Shares in Intercept Pharmaceuticals Inc (NASDAQ:ICPT) climbed as much as +31% on February 12th following a report from Reuters citing anonymous sources that the company is considering a sale after receiving interest from potential buyers. In the short term we see ICPT share confined below $130-$137 until the FDA Adcom on April 07th for OCA in PBC. Short term sentiment indicators suggest a pull back is likely or imminent with $118.25 -$120 as minor support, a close below these levels opens up downside to the 20-day moving average at $107.64 currently. Ideal long setup would be waiting for a test and confirmation of one of these support levels, then selling $80-$90 strike put spread (selling higher strike put, buying lower strike put to hedge).
The news source suggested Gilead Sciences, Inc. (NASDAQ:GILD) as a potential suitor. GILD has a demonstrable strategic interest in NASH, and would not surprise us if they were considering ICPT as a takeover target given their internal pipeline already includes 3 assets targeting each component of NASH (simtuzumab/fibrosis, GS-4997/inflammation, multiple FXR agonists/metabolic). Other potential bidders named were Shire (SHPG), Merck (MRK), Abbvie (ABBV), BMY, Pfizer (PFE), AstraZeneca (AZN) and Roche, given these companies have therapeutic overlap with liver/orphan diseases. We note that GILD ranks second only to JNJ in the sector on M&A capacity right now.
ICPT bears would cite the fact that GILD acquired Phenex’s FXR agonists in 2015 rendering ICPT’s lead FXR agonist, obeticholic acid (OCA) a redundant asset for GILD. We disagree, and think there is credence to the idea of GILD acquiring ICPT despite their recent acquisition of Phenex. GILD’s commercial strategy is keenly focused on having multiple assets per drug target to adequately manage their product lifecycle, and Phenex’s FXR agonists are years behind OCA in clinical development representing first-mover advantage for ICPT. GILD historically has demonstrated an ability to act forcefully when acquiring assets that are first and/or best in class (Sovaldi).
With no other biotech’s valuation has the market imposed such a clear “mandate” for M&A than what we have observed with GILD over the past 12-months. It is eerily similar to AAPL in 2013-2014 when both David Einhorn and Carl Icahn began their activism crusades to unleash shareholder value, and indirectly succeeded in doing so. GILD diverges from AAPL though because of their long and consistent track record of returning 50-60% of FCF to shareholders since 2010. Moreover, global investor surveys show that the buy-side wants M&A and not more repurchases.
As a result, we focused our analysis on GILD as a potential suitor for ICPT for several reasons. First, the market wants M&A desperately from GILD. Second, its one of the most cited potential acquirers with any cancer, liver, or inflammation asset. And finally, our own biases, we know GILD better than the others and choose to use it as a template to represent the others.

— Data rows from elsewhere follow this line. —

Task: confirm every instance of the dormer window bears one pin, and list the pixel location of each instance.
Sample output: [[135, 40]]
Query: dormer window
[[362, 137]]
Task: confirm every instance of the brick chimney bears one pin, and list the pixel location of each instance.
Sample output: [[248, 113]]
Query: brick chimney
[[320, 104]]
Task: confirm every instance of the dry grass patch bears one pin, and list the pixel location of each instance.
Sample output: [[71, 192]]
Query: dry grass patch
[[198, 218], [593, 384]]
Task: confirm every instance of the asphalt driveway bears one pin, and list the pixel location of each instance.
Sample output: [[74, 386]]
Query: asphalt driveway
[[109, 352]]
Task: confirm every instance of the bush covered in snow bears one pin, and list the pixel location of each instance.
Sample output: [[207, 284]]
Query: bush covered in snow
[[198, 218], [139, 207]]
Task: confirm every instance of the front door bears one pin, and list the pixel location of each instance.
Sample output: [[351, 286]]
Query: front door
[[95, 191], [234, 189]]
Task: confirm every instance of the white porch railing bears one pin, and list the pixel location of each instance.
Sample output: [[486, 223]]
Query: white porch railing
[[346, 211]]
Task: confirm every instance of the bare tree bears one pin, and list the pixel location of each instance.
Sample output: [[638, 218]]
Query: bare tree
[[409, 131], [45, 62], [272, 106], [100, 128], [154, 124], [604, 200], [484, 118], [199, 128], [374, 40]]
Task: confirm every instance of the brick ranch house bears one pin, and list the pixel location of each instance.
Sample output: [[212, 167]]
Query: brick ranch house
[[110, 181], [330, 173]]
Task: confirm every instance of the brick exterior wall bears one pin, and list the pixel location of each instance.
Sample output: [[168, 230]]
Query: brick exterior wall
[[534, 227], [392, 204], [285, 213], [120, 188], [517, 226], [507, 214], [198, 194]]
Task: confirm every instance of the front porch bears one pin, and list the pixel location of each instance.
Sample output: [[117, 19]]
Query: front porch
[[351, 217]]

OCA is Approvable in NASH, but Market Penetration Will be Limited to 20-30%
We cannot deny that ICPT represents one of the few remaining late-stage blockbuster drugs, and while many think OCA will become “more de-risked for an acquirer” if approved in PBC this summer, we do not think a potential acquirer would attribute much additional valuation to NASH from a positive Adcom in PBC. While we believe OCA is an approvable drug in NASH, we are increasingly confident that its use will be restricted to a smaller segment of the market than consensus currently models, and note that our expectation for OCA pricing is dramatically lower than consensus expects and believe the PCSK9 drugs are the best proxy, not the HCV drug class and pricing will play a significant role in patient access.
With OCA having one failed and one positive Ph2 trial in NASH, we re-reviewed all of our own past research on OCA, reexamined the most of the literature published on NASH during the past 14-months in the journal Hepatology, including the FDA/AASLD workshop in NASH held in 2013, and reassessed the sell-side’s models and assumptions.
Finally, we rebuilt our DCF model based on a 2-year review of most publicly available KOL feedback on OCA, and conducted multiple M&A scenario analyses to assess the potential valuations of ICPT (in the current market environment). What we do not attempt to do here is speculate on the likelihood that GILD or another bidder will act anytime soon, but what is evident to everyone is GILD has the second largest “war chest” in Biotech and Pharma, second to only JNJ.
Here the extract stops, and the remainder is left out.